Баумгартен объясняет мне, что ключ к успеху в разговоре с незнакомыми людьми в том, чтобы никогда не задавать им вопросов, требующих обдумывания, и внимательно слушать ответы, как бы прозаичны они ни были. Помнишь, как у Генри Джеймса: «Драматизируйте, драматизируйте». Надо дать понять этим людям, что то, кто они, откуда родом, что носят — крайне интересно. В каком-то смысле, важно. Вот в чем заключается сострадание. Пожалуйста, не смотри с такой иронией. Твоя проблема в том, что их путаешь своими усложнениями. Мой опыт доказывает, что обычной женщине на улице не нужна твоя ирония. Ирония ее отпугивает. Ей нужно внимание. Сочувствие. Чтобы был не слишком умным, мальчик. Все свои тонкости оставь для твоих статей. На улице ты должен быть доступным.

В первые месяцы работы в университете я обнаруживаю по, что когда на собраниях факультета произносится имя Баумгартена, всегда находится кто-то, кто терпеть его не может и с удовольствием объясняет, почему. Дебби Шонбрунн полагает, что это было бы смешно, если бы не было так «разрушительно» — любимое слово ее и Артура. Конечно, я ничего не должен на это отвечать. Я должен допить то, что пью, и отправиться домой.

— О, не такой уж он и плохой, — говорю я ей. — На самом деле, — добавляю я, — он мне чем-то даже нравится.

— Интересно, чем же он может так нравиться?

Отправляйся-ка домой, Кепеш. Тебе надо ехать туда, в твою пустую квартиру. Там твое место. Если выбирать между этой неотвратимой дискуссией и той квартирой, разве может быть сомнение в том, где тебе будет лучше.

— А чем он может так не нравиться? — спрашиваю я в ответ.

— С чего начать? — спрашивает Дебора. — Во-первых, его отношение к женщинам. Он кровожадный и бессовестный женоненавистник.

— Мне кажется, он скорее любит женщин.

— Дэвид, ты лицемеришь и говоришь это из желания противоречить, вообще ты сегодня враждебно настроен, хотя я не понимаю почему. Ральф Баумгартен отвратителен так же, как его поэзия. Я ничего более грубого не читала в своей жизни. Прочти его первую книгу, и ты сам поймешь, как он любит женщин.

— Я его еще не читал (ложь!), но мы несколько раз вместе обедали. Не настолько уж он достоин порицания, мне кажется. Не всегда, Дебора, поэзия и человек — одно и то же.

— В данном случае это именно так: посредственность, самодовольство, повелительный тон и откровенная глупость. А посмотри на «человека». Эта его походочка, такая плавная; эта армейская одежда; это лицо. Вообще-то я бы не назвала это лицом. Я имею в виду его безжизненные глаза и отвратительную ухмылку. Остается загадкой, как какая-нибудь девушка может к нему даже приблизиться.

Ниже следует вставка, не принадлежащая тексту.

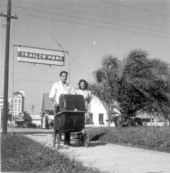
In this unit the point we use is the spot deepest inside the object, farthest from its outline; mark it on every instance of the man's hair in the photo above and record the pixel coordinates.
(85, 82)
(63, 72)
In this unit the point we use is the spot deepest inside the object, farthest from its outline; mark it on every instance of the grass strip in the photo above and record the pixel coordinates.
(21, 154)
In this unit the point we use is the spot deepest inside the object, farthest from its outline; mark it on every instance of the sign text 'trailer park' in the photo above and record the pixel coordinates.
(40, 56)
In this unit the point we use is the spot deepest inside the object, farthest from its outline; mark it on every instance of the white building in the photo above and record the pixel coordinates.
(36, 119)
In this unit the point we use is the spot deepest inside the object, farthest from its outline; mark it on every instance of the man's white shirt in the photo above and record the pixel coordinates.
(59, 88)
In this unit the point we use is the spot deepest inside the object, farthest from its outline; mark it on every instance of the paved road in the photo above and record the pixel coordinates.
(112, 158)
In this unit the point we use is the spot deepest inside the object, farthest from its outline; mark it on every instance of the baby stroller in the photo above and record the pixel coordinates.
(70, 118)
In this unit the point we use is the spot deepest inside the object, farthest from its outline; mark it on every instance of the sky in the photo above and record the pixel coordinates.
(88, 30)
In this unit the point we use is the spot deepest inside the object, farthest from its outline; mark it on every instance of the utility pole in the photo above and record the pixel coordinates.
(6, 65)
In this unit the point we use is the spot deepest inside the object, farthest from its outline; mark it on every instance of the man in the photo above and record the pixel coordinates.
(58, 88)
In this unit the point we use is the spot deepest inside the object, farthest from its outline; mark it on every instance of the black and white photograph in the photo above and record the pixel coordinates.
(85, 86)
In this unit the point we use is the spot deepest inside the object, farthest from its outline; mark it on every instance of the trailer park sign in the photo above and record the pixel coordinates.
(19, 117)
(40, 56)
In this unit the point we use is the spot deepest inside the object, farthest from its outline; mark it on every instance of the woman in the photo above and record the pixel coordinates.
(83, 90)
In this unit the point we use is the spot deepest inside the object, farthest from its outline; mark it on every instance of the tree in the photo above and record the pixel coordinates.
(137, 83)
(107, 85)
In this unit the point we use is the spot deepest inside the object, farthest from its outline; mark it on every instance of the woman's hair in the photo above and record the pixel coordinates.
(63, 72)
(85, 82)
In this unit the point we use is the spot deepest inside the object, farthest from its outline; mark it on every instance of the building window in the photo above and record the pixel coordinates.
(101, 119)
(89, 118)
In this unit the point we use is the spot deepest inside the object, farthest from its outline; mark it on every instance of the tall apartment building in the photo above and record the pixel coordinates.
(17, 102)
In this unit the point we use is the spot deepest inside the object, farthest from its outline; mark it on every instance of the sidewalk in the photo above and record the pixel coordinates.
(112, 158)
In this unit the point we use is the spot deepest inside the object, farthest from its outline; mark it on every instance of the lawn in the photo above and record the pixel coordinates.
(152, 138)
(21, 154)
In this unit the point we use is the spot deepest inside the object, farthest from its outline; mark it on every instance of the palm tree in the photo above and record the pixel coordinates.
(137, 83)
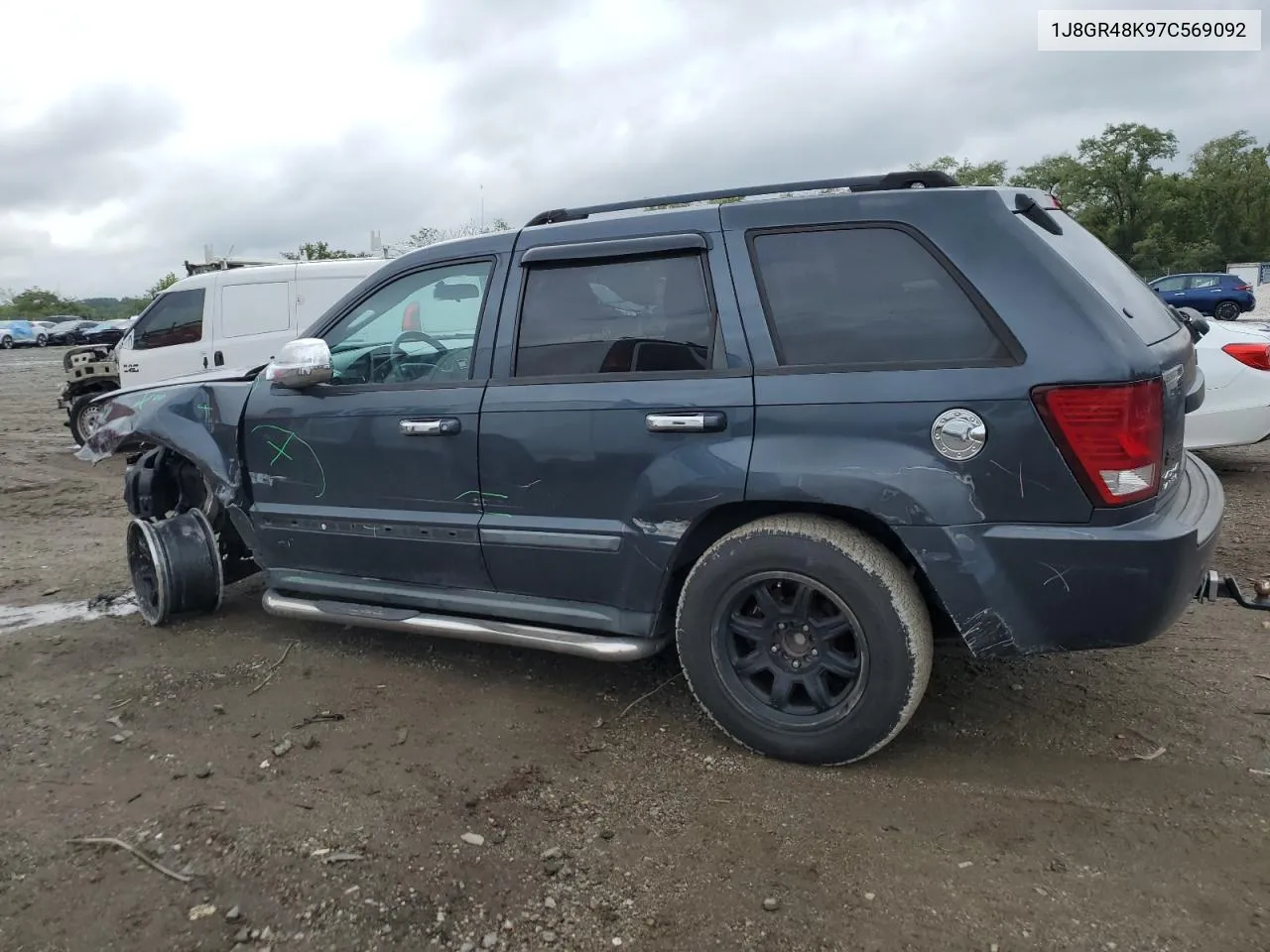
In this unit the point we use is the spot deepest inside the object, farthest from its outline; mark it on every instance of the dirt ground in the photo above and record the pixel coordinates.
(1012, 814)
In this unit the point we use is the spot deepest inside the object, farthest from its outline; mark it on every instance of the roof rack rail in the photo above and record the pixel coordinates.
(922, 178)
(222, 264)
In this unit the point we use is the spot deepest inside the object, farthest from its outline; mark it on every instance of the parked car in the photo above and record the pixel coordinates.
(1236, 363)
(832, 426)
(244, 313)
(1216, 295)
(22, 333)
(63, 333)
(236, 317)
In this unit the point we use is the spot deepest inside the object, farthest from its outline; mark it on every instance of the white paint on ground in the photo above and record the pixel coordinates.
(16, 619)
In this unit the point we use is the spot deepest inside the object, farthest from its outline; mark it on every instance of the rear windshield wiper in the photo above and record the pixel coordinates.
(1026, 206)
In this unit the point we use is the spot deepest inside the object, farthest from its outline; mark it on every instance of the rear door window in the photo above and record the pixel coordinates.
(1114, 280)
(867, 298)
(175, 317)
(648, 315)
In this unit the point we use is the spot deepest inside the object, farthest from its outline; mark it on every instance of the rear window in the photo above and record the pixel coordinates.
(870, 298)
(1118, 284)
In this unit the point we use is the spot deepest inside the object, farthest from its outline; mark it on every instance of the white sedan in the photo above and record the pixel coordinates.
(1234, 357)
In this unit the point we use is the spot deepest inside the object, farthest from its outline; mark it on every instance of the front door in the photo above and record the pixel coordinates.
(171, 339)
(619, 413)
(373, 475)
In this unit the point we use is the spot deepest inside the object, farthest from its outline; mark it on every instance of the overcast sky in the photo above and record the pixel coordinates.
(134, 134)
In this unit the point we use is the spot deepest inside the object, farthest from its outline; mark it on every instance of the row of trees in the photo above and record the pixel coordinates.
(36, 303)
(1214, 212)
(321, 252)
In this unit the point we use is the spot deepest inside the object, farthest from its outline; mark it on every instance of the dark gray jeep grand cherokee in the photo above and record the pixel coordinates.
(802, 435)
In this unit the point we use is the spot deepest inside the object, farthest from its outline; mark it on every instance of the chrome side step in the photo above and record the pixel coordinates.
(603, 648)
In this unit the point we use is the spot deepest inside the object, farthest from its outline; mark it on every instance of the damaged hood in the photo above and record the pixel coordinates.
(220, 373)
(197, 416)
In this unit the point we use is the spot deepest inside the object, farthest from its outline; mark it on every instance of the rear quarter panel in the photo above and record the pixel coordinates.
(862, 438)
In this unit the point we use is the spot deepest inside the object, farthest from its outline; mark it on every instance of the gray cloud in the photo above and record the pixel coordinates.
(84, 150)
(731, 91)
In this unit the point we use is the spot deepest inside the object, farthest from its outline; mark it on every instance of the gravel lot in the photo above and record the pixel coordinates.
(461, 796)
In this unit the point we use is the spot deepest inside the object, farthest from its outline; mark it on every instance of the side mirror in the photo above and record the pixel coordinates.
(302, 363)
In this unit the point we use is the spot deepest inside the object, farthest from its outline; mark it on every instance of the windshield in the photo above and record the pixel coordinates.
(443, 304)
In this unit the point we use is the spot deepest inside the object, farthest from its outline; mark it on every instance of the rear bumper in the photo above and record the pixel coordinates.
(1032, 589)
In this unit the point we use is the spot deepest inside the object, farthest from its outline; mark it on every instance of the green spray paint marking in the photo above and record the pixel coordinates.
(146, 399)
(282, 451)
(290, 436)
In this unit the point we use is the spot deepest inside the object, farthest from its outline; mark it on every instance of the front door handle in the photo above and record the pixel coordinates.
(443, 426)
(695, 421)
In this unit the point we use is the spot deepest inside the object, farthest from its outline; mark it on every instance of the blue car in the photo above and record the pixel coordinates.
(22, 334)
(1222, 296)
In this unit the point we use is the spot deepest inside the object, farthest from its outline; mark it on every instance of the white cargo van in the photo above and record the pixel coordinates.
(232, 317)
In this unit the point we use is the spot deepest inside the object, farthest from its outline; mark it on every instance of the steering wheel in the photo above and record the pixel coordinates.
(418, 335)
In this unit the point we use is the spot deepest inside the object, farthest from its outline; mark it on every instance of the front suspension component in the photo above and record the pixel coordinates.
(1215, 585)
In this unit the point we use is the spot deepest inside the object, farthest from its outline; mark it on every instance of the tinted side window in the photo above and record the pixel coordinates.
(616, 316)
(866, 296)
(418, 327)
(176, 317)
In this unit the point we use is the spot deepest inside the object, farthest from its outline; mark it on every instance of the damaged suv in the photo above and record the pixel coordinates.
(802, 436)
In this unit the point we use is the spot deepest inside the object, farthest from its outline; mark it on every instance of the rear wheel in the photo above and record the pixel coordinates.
(804, 639)
(1227, 311)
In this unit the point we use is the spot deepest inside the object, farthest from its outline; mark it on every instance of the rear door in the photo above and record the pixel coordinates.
(255, 318)
(1203, 293)
(620, 409)
(171, 339)
(318, 286)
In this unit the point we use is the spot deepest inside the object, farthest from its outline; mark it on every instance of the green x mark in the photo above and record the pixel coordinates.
(282, 451)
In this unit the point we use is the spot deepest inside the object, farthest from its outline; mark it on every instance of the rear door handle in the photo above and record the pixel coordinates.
(697, 421)
(443, 426)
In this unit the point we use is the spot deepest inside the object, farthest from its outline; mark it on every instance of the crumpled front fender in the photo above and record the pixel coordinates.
(199, 420)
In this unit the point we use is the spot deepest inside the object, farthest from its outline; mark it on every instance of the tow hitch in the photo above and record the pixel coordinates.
(1214, 587)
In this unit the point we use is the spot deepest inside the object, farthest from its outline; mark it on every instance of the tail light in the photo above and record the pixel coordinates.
(1255, 356)
(1111, 435)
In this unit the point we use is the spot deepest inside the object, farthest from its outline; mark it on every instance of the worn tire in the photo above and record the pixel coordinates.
(76, 414)
(893, 621)
(1227, 311)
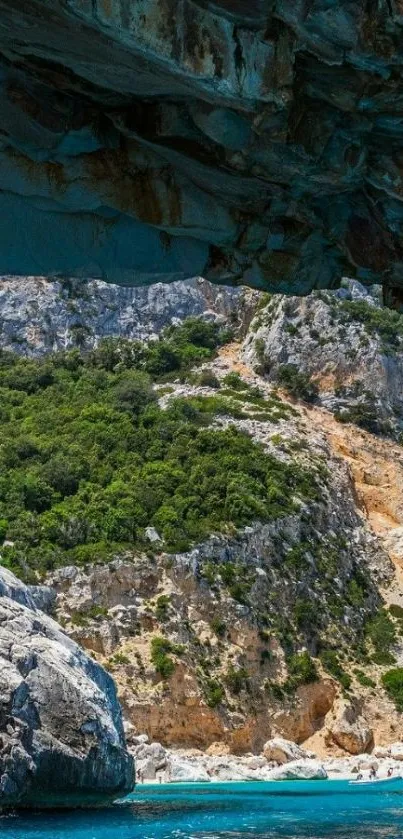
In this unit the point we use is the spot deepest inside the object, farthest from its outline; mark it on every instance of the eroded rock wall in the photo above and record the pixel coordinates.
(61, 733)
(154, 140)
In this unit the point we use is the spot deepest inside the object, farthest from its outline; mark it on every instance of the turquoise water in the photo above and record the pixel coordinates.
(226, 811)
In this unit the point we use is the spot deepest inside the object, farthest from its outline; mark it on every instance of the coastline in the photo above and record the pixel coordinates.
(156, 765)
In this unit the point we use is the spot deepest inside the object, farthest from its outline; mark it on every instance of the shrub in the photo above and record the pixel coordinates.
(164, 665)
(330, 661)
(296, 383)
(381, 632)
(364, 680)
(120, 658)
(302, 671)
(162, 607)
(236, 680)
(207, 378)
(393, 684)
(234, 380)
(219, 627)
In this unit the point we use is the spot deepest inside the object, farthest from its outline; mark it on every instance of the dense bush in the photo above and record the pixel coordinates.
(381, 633)
(88, 459)
(296, 383)
(214, 693)
(393, 684)
(385, 322)
(302, 671)
(330, 662)
(163, 663)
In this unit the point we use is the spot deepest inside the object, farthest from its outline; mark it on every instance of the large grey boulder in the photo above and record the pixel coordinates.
(299, 770)
(61, 733)
(283, 751)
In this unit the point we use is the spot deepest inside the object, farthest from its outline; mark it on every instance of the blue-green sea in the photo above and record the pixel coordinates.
(225, 811)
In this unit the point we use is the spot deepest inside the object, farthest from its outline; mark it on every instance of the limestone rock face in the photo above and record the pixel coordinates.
(61, 734)
(73, 313)
(152, 140)
(283, 751)
(334, 338)
(299, 770)
(350, 730)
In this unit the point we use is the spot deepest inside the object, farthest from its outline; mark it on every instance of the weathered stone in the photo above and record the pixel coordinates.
(77, 313)
(396, 751)
(283, 751)
(299, 770)
(150, 140)
(61, 730)
(350, 731)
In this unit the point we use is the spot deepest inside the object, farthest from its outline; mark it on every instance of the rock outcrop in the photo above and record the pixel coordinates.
(283, 751)
(38, 315)
(345, 342)
(350, 731)
(299, 770)
(61, 733)
(153, 140)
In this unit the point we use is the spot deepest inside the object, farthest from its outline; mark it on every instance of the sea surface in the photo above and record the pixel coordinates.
(312, 810)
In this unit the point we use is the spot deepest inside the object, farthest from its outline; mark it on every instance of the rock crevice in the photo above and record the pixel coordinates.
(155, 140)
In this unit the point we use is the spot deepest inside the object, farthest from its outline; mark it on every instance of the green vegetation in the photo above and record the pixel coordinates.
(219, 627)
(393, 684)
(160, 649)
(364, 680)
(381, 633)
(296, 383)
(236, 679)
(382, 321)
(214, 693)
(88, 460)
(162, 607)
(330, 662)
(302, 671)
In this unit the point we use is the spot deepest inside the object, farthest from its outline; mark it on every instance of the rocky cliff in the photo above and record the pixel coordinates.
(285, 627)
(38, 315)
(346, 344)
(155, 140)
(61, 734)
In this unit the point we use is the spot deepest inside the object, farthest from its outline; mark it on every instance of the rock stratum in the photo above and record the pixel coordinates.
(61, 733)
(153, 140)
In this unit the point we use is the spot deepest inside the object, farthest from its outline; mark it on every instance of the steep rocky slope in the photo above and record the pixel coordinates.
(150, 140)
(61, 733)
(283, 627)
(346, 343)
(38, 315)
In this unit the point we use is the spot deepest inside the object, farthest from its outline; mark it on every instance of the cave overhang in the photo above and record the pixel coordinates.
(258, 142)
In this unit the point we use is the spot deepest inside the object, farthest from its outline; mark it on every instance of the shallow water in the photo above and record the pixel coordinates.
(226, 811)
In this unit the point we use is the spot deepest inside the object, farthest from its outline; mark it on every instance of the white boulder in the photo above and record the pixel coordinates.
(282, 751)
(299, 770)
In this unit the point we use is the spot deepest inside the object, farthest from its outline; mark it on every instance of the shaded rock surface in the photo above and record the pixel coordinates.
(144, 141)
(61, 733)
(283, 751)
(350, 731)
(346, 342)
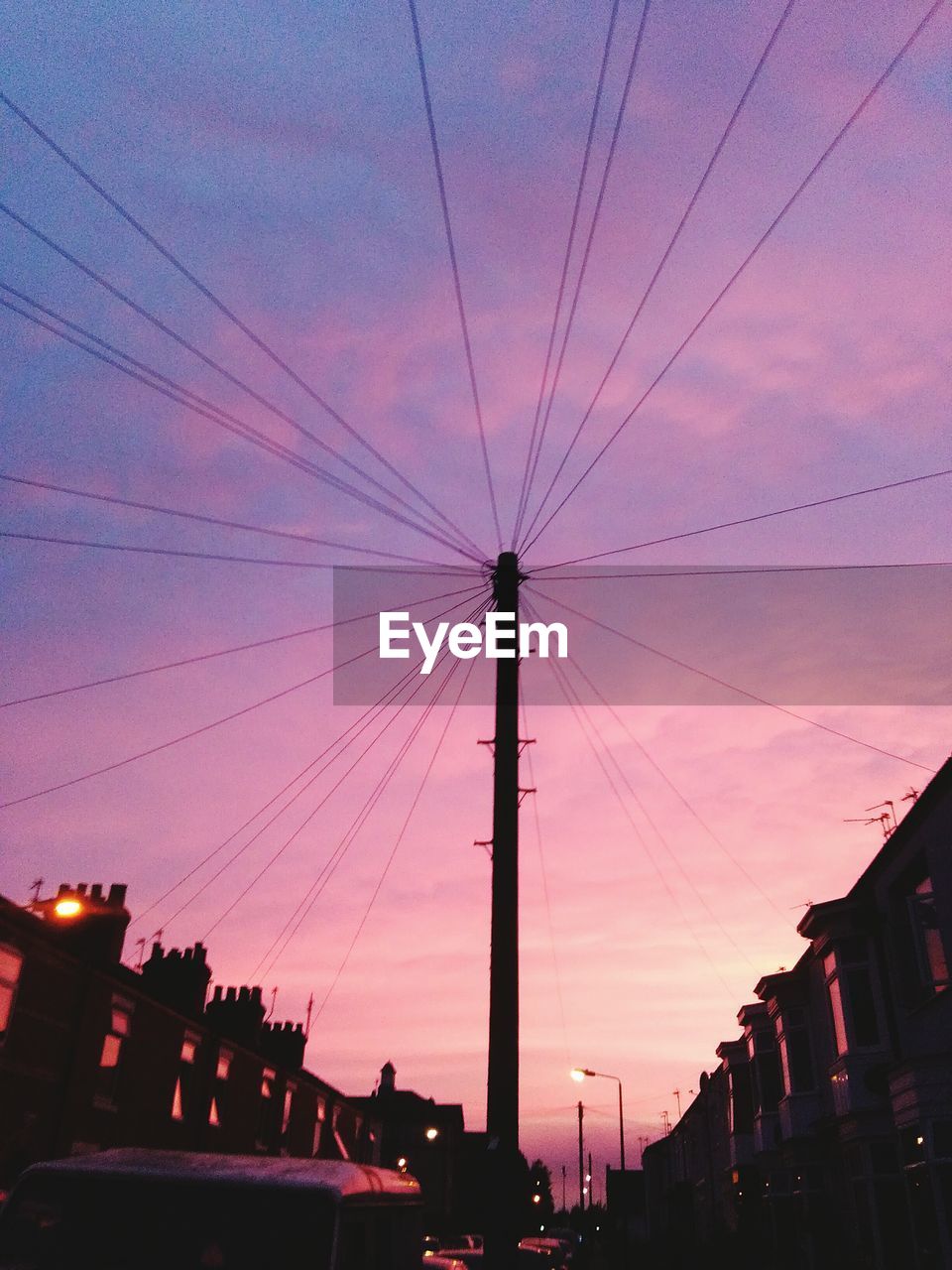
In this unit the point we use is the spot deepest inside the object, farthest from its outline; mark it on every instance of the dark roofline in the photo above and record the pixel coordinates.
(928, 802)
(119, 975)
(918, 815)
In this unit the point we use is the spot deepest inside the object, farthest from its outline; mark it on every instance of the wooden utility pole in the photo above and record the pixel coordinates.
(581, 1159)
(503, 1087)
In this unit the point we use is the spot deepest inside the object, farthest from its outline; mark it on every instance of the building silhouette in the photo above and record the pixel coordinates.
(94, 1055)
(824, 1135)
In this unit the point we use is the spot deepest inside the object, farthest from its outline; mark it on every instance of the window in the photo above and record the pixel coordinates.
(111, 1057)
(796, 1058)
(266, 1112)
(318, 1124)
(290, 1088)
(10, 964)
(852, 998)
(222, 1070)
(930, 953)
(742, 1107)
(184, 1080)
(336, 1127)
(766, 1074)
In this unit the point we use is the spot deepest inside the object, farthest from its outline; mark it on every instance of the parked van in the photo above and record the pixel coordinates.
(135, 1209)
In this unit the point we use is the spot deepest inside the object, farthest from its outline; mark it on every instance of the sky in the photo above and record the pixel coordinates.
(282, 153)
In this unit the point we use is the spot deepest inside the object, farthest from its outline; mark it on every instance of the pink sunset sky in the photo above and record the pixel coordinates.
(284, 155)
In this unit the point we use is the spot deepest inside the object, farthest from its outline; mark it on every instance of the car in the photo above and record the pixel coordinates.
(547, 1251)
(136, 1209)
(555, 1248)
(462, 1241)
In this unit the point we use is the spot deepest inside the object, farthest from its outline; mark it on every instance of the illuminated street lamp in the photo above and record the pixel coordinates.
(579, 1074)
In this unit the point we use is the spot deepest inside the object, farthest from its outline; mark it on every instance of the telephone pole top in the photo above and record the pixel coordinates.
(503, 1084)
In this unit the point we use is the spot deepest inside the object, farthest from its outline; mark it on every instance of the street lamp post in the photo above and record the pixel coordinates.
(579, 1074)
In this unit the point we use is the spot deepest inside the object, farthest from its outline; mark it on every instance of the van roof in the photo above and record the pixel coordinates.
(338, 1178)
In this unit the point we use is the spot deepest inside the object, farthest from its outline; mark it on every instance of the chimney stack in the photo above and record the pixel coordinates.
(236, 1014)
(86, 925)
(178, 979)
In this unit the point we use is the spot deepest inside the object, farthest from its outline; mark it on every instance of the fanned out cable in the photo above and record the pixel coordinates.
(561, 674)
(662, 572)
(289, 535)
(671, 244)
(639, 835)
(543, 871)
(208, 411)
(330, 865)
(733, 688)
(180, 553)
(454, 266)
(572, 227)
(309, 816)
(748, 520)
(208, 657)
(221, 307)
(399, 839)
(587, 253)
(740, 268)
(721, 846)
(189, 735)
(384, 699)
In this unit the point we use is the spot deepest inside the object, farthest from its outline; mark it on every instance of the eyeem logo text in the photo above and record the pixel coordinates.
(466, 639)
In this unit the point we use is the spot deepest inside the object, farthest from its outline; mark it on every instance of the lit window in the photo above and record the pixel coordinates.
(222, 1071)
(181, 1097)
(286, 1110)
(10, 964)
(851, 994)
(335, 1125)
(320, 1115)
(930, 952)
(111, 1056)
(266, 1115)
(796, 1060)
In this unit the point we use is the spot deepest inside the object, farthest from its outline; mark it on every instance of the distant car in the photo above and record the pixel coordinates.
(546, 1251)
(557, 1251)
(461, 1241)
(135, 1209)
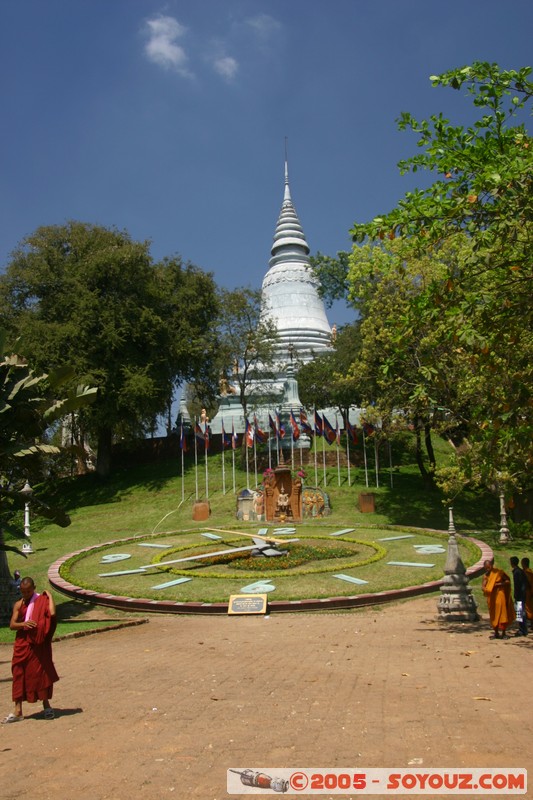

— Ну, видимо, в нем что-то такое есть.

— Или у них чего-то такого нет. При твоей природной тонкости как ты можешь иметь дело с этим стервятником…

— Я вполне с ним лажу, — говорю я, пожимая плечами, и теперь уже оставляю свой бокал и ухожу домой.

Достаточно скоро до меня дошли слухи о том, что Дебби со своей острой проницательностью разглядела в нашем разговоре. Я должен был, безусловно, предвидеть это. Поделом мне. Удивление вызывает только мое удивление и чувствительность.

Оказывается, на обеде у Шонбруннов хозяйка объявила всем присутствующим, что Баумгартен стал близким другом и единомышленником Дэвида Кепеша. «Агрессивные фантазии Дэвида, направленные против женщин» привели к «бесславному» концу его женитьбы. «Бесславный» конец в Гонконге — кокаин, полиция — так же, как бесславные пикантные подробности в начале и в середине, были затем рассказаны в назидание другим. Все это в деталях передал мне один достаточно милый человек, гость Шонбруннов, не принимавший участия в этой беседе, который искренне полагал, что оказывает мне добрую услугу.

За этим последовала переписка, начатая мной и сохраненная навеки, увы, тоже мной.